9 Mart 2016 Çarşamba

HEGEL DOĞRUSU..

            Ankara’ya bak! Göbeğinde dünyaca tescilli kanlı terör örgütü Hiz but Tahrir toplanıyor, iki sokak ötedeki TBMM de ise bizim bademler tespih çekiyor, kimi de güzellik uykusundalar. Vah ki ne vah, DEVLETE bak da saatini ayarla. Sonra da Davut’ların ülkesi Dünya basınınca, kara para, Mafya ve terör cenneti olarak yaftalanınca, çekirdeksiz gak gukla itiraza başlanıyor. Hayırlara tebdil olsun, başka da ne denebilir ki. Başkentin göbeğinde toplanan güruhun ritüellik(!) resimlerine baktığımızda, bizdeki mütedeyyin badem görüntüsünün bile, tetikçi tiplemesi Haçlı beslemeleri arasında, suratta ki benler gibi kaldığını gördük.

            Türkiye’de işlerin hesapladığı gibi yürümeyeceğini gören ABD, şimdi yeni arayışlara girerken, İncirlikteki üssünü Kuzey Suriye’ye kaydırmaya niyetleniyor. Diğer yanda ise yeni Başkan adayı Triumph’un ilk olarak işkence yasağını kaldırma teklifiyle göreve başlayacak olması da bize yeni ilhamlar veriyor doğrusu. Bu ne akıldır. Sanki başta CIA, NSA olmak üzere ülkesinin bütün milli, pardon kampüs(!) güvenlik çeteleri, kendi yeraltı inlerinde, terörist bahanesiyle bir sürü günahsız muhalif üstünde her fırsatta Engizisyona bile rahmet okutan işkence modelleri geliştirmiyorlarmış ve büyük patronları da diğer yanda gerçek terörü kendi eliyle finanse etmiyormuş gibi…


            Demek oluyor ki, hep söylediğimiz gibi aşağıdan yukarıya veya yukarıdan aşağıya nasıl bakılırsa bakılsın, önce ABD belasından kurtulmadan terörden kurtulmak asla mümkün olmayacaktır. Ya mevcut olanlar mı? Sürünün lideri yok olursa ki buna AB ve İsrail de dâhil olmak üzere, sürü mürü de kalmaz ortada nasıl olsa. Aynı bağlamda bizdeki Vatikan İmamlarının liderliğindeki tarikat sürüleri ve mecliste vergilerimizle beslediğimiz müstevli beslemeler de nasiplerini alacaklardır kuşkusuz. Herifler içimizde nasıl teşkilatlanmışlar ve yıllar üstünde nasıl da aymazca izlenmiştir bu oluşum. İpini koparan hergele nasıl da yolgeçen hanı yapmıştır bu güzel vatanımızı ki akıllara ziyan.
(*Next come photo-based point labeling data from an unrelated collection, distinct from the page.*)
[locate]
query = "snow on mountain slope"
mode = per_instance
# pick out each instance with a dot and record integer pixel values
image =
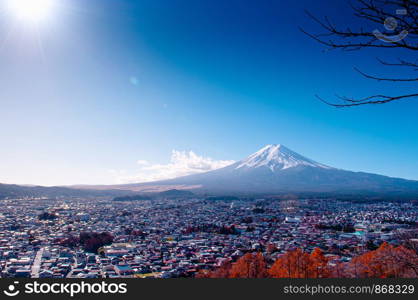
(277, 157)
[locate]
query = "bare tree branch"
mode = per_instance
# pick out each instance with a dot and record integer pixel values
(399, 17)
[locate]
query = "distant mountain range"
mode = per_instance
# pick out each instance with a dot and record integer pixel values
(277, 169)
(273, 169)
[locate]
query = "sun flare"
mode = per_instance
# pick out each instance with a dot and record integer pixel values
(31, 10)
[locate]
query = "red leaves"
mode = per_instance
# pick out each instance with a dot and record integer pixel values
(386, 261)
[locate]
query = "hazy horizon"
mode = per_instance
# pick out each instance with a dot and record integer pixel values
(111, 91)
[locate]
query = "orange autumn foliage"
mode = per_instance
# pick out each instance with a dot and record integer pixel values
(299, 264)
(249, 266)
(385, 262)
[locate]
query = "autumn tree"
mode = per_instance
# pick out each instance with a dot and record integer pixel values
(299, 264)
(385, 262)
(251, 265)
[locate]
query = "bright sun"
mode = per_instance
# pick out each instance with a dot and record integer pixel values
(31, 10)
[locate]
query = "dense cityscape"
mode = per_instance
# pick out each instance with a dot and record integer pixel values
(171, 237)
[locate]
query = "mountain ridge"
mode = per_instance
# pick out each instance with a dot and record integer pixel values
(277, 169)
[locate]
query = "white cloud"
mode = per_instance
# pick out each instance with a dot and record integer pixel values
(142, 162)
(182, 163)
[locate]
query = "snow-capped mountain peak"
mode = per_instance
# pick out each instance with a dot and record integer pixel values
(277, 157)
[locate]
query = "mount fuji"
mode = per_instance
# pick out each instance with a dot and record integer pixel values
(277, 169)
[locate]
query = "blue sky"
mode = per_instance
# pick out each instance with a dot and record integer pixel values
(102, 84)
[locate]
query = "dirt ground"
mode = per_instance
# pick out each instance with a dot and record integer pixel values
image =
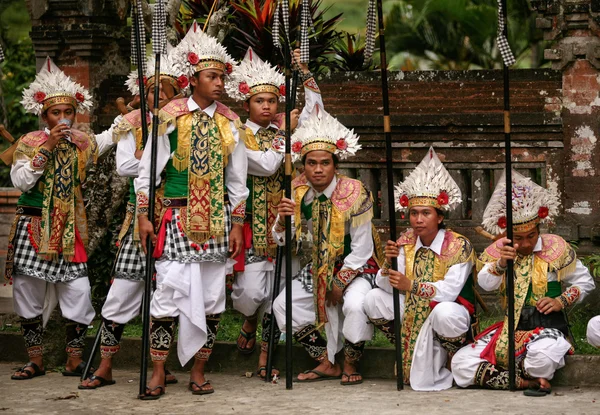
(56, 394)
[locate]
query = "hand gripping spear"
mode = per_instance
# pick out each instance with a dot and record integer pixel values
(508, 60)
(390, 177)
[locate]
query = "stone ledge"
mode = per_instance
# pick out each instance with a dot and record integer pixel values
(581, 370)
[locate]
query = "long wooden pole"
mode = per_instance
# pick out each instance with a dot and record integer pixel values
(510, 281)
(390, 177)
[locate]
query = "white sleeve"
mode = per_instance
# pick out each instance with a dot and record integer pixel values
(581, 279)
(361, 246)
(127, 164)
(450, 287)
(487, 280)
(142, 182)
(104, 140)
(236, 171)
(263, 163)
(23, 176)
(383, 281)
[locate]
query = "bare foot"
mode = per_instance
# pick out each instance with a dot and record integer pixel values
(350, 374)
(325, 367)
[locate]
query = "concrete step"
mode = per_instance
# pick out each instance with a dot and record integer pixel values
(581, 370)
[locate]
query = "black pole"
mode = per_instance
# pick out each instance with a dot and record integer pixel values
(510, 281)
(390, 177)
(148, 282)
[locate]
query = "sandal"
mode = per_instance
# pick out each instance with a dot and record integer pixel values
(103, 382)
(248, 337)
(348, 382)
(200, 391)
(29, 374)
(78, 371)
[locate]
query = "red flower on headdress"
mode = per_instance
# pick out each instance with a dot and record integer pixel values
(404, 201)
(443, 198)
(502, 222)
(244, 88)
(182, 82)
(39, 97)
(193, 58)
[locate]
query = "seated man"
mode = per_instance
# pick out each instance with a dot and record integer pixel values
(542, 263)
(331, 289)
(434, 277)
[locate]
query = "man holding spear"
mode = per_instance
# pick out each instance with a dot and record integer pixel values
(205, 191)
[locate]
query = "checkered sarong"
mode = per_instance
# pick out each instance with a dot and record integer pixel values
(130, 262)
(179, 248)
(27, 262)
(305, 278)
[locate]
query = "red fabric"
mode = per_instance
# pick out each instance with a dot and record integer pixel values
(162, 234)
(246, 243)
(80, 254)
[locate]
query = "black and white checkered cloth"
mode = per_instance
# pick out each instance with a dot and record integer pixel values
(130, 262)
(179, 248)
(139, 15)
(304, 22)
(27, 262)
(370, 35)
(159, 29)
(507, 56)
(305, 278)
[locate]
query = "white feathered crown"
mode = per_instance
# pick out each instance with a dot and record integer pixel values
(52, 87)
(321, 131)
(197, 52)
(429, 184)
(253, 76)
(531, 205)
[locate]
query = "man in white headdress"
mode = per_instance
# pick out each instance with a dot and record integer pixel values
(331, 289)
(437, 301)
(48, 239)
(261, 87)
(542, 264)
(204, 201)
            Ancak düşünce doğrumuzun eğrisinde yakalayabileceğimiz varsayımsal algılar, bu adamların ve kadınlarının güncel yaşam felsefesini oluşturan yaşamsallarıdır. Ve onların düşünce doğruları olmadığı içinde hep varsayımsal bir eğride yaşarlar. Tarikat bademliği de böyle bir şeydir işte. Ve ne yazık ki, bununda farkındalığında olabilecek düşünce doğrusundan yoksundurlar. Sadece böylesi adamları tetikçisi yapabilen emperyalistin doğrusu da aynı varsayımsaldır ve sadece bundan nemalanır işte.

            Tarihte defalarca yaptığı gibi hepsinde acımasız bir hezimetle yanılgı yaşadığı teşebbüsten sonra bile, hala aynı varsayımsalda nefes alan emperyalist, Hegel’in diyalektiği gibi baş aşağı durmakta ve kendisini de ayakları üstünde doğrultacak Marx’ını beklemektedir belki de. O da kendi Konfederasyonu içinden çıkacaktır muhtemelen. Buna doğru arayış da başlamıştır artık ABD’de. Ne var ki, bizdeki tutkun, mazoşist aymaz biraderler, bu gelişimden de bihaber, ısrarla boşluğa doğru savurmaya devamdadırlar…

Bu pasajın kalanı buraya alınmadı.